Nach zwei Jahren Dauereinsatz war die Fregatte Hamburg zur Generalüberholung im Dock. Mit 2.000 Reparaturmaßnahmen wurde sie fit für künftige Einsätze gemacht und erhielt modernste Technologien. Nun ist sie wieder im Einsatz im Mittelmeer.

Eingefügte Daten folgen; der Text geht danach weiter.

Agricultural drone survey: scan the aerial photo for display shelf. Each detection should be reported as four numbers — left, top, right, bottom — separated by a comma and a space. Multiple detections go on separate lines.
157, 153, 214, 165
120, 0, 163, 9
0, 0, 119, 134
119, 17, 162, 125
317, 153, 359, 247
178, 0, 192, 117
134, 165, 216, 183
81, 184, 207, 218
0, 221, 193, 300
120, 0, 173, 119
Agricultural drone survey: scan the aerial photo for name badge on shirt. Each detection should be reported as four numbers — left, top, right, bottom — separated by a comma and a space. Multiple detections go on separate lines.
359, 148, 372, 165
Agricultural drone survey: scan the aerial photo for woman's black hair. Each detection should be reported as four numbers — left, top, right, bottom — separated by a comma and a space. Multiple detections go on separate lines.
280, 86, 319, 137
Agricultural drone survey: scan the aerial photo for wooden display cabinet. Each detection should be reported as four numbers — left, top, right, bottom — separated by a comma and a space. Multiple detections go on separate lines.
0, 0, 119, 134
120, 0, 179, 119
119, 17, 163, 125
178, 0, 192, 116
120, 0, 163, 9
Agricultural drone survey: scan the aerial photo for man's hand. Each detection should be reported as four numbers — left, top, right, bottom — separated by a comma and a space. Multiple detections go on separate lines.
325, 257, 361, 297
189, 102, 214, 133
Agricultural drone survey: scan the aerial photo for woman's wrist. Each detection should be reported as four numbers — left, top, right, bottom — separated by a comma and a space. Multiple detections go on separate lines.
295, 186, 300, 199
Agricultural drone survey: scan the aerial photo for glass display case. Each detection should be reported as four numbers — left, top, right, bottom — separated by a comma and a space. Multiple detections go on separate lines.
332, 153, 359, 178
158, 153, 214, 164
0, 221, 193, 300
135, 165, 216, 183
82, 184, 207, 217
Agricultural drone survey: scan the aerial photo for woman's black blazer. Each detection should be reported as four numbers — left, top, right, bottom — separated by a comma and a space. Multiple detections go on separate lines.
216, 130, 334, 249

Die Fregatte Hamburg lag für etwa ein Jahr im Schwimmdock - abgeschirmt vor äußeren Witterungseinflüssen und damit als Schiff überhaupt nicht zu erkennen.(Bild: Dietmar Poll)
"Wo ist jetzt das Schiff?", lautet meine erstaunte Frage als Landratte, nachdem ich das Schwimmdock des Marinearsenals in Wilhelmshaven betreten habe und erstmal nur ein Baugerüst wahrnehme. Um die Frage dann selbst zu beantworten, als ich ein schmales, steil aufragendes und rostrotes Objekt entdecke: "Ah, das ist wohl das Ruder", vermute ich. Dann sehe ich noch eine kreisrunde, blanke Abdeckplatte, wo sich normalerweise einer der beiden Propeller befindet. Diese sind jedoch zur Instandsetzung abmontiert und die Verbindung zur Antriebswelle und dem Inneren des Schiffs ist eben durch diese stählerne Platte verschlossen.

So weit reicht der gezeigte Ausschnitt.